The Chef’s Voice 

I was driving home from clinic on a rain-soaked Monday when I heard something that made me pull over and listen. It wasn’t about medicine or cancer or the patients I’d just spent the day treating. It was chef Matty Matheson, who plays Neal Fak on the acclaimed TV show “The Bear,” being interviewed by Kara Swisher. “Food is an uncompromising love,” he said, his voice crackling through my car speakers. “It’s a force that nourishes you, that you get to create, and it builds character.”

The History of Cachexia: A Long-Standing Challenge

For 2,500 years, since Hippocrates first described what we know today as cancer cachexia, we’ve witnessed this cruel phenomenon: cancer turning patients against food itself. Despite all our medical advances, we’ve mainly stood helpless as patients lost not just their desire to eat but, with it, their strength, their muscle mass, and often their ability to tolerate the very treatments that might save them.

The Path to Treatment

Over the years, we’ve tried various approaches to combat this condition. Medications like mirtazapine, megestrol acetate, steroids, cannabinoids, and olanzapine have shown some promise in increasing appetite and may lead to increased body weight. But their effects were limited by side effects, and more importantly, none succeeded in increasing muscle mass or physical activity—critical indicators of successful treatment.

The Biology of Cachexia

We now know that cancer cachexia isn’t simply about reduced food intake. At its roots, it is a complex metabolic rebellion, a state of increased inflammation orchestrated by tumor cells interacting with our immune system, internal organs, and brain centers. GDF-15, an inflammatory protein secreted by cancer cells, acts like a switch in the brain, simultaneously creating an aversion to food and accelerating metabolism—a perfect storm of physical decline.

The Breakthrough

A recent study published in the New England Journal of Medicine marks a turning point. Ponsegromab, a monoclonal antibody targeting GDF-15, has shown remarkable results: weight gain, improved muscle mass, and increased physical activity. In this randomized trial of 187 patients with advanced cancer, those receiving ponsegromab gained up to 2.8 kg compared to placebo, with improvements in appetite and physical activity. The effects lasted throughout the treatment, and side effects were minimal.

The Brain’s Role

The discovery illuminates an intricate network of appetite control centered in the brainstem. GDF-15, released by cancer cells and inflammatory tissues, binds to a specific receptor (GFRAL) in the brainstem. When GDF-15 levels rise during cancer, this activation triggers a cascade of neural signals through the brainstem to the hypothalamus, ultimately suppressing appetite and increasing energy expenditure. By blocking GDF-15, ponsegromab essentially releases this brake on appetite and metabolism.

A New Hope

Driving home that evening, I wondered about Matheson’s interview and my patients. For decades, our breakthroughs in oncology have focused on targeting cancer cells – through chemotherapy, immunotherapy, and targeted treatments. But this discovery represents a different kind of progress. By understanding and treating cancer’s metabolic effects, we’re addressing what patients and families struggle with daily: the ability to eat, maintain strength, and stay active. 

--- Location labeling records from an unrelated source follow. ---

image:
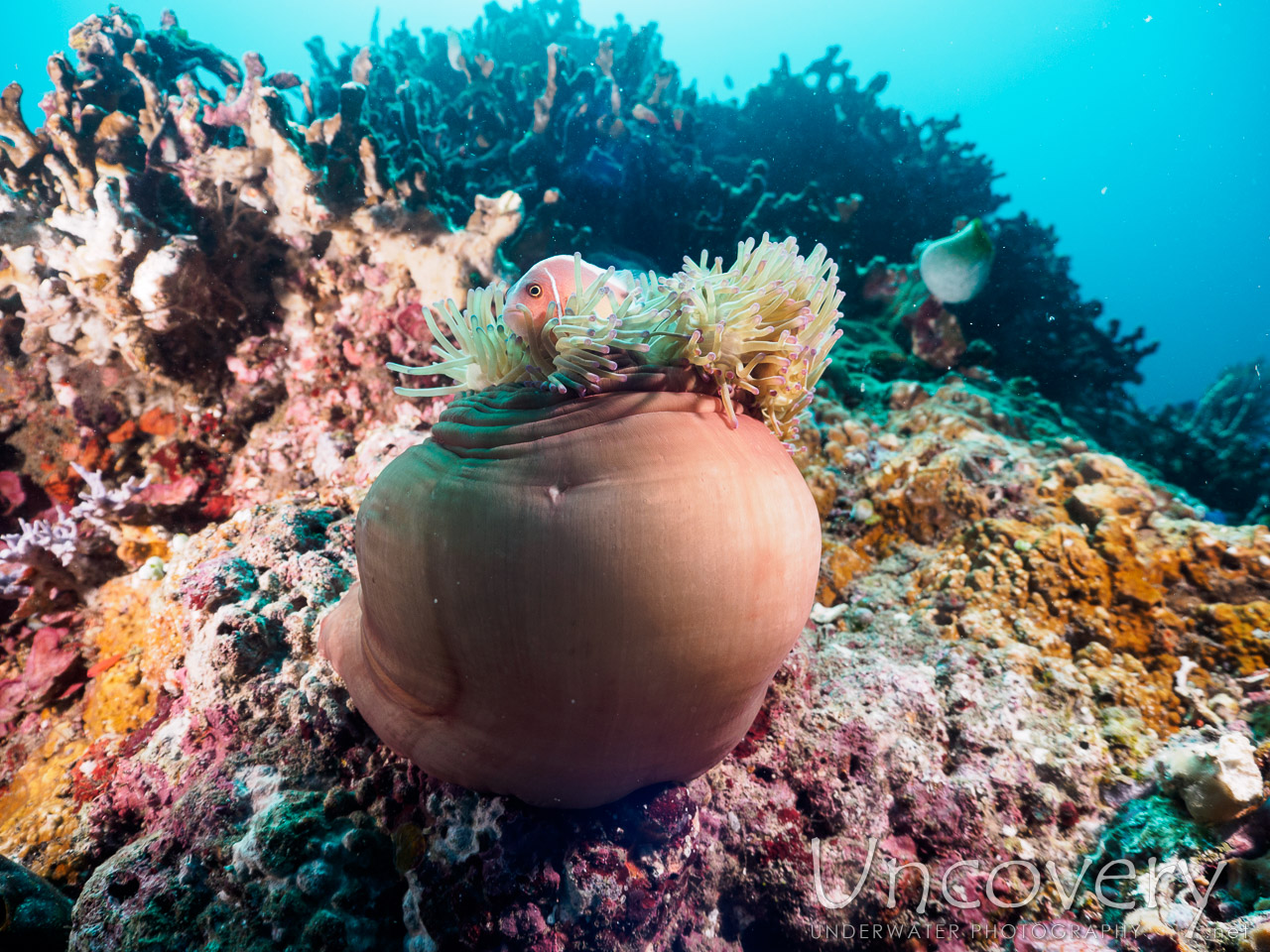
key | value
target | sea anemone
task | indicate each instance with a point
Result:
(758, 331)
(584, 580)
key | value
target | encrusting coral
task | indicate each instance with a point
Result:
(203, 268)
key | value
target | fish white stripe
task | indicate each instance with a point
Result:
(556, 290)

I thought of one of my patients, an avid tennis player in his early 70s, three months into his pancreatic cancer treatment. His once-fitted tennis shirt now hung loose, while his wife clutched a food diary documenting everything he wouldn’t eat. “If he only ate a little bit more,” she said. “Just a few bites.” 

This breakthrough may herald a new and long-awaited era in oncology, where extending life and preserving its quality advance hand in hand.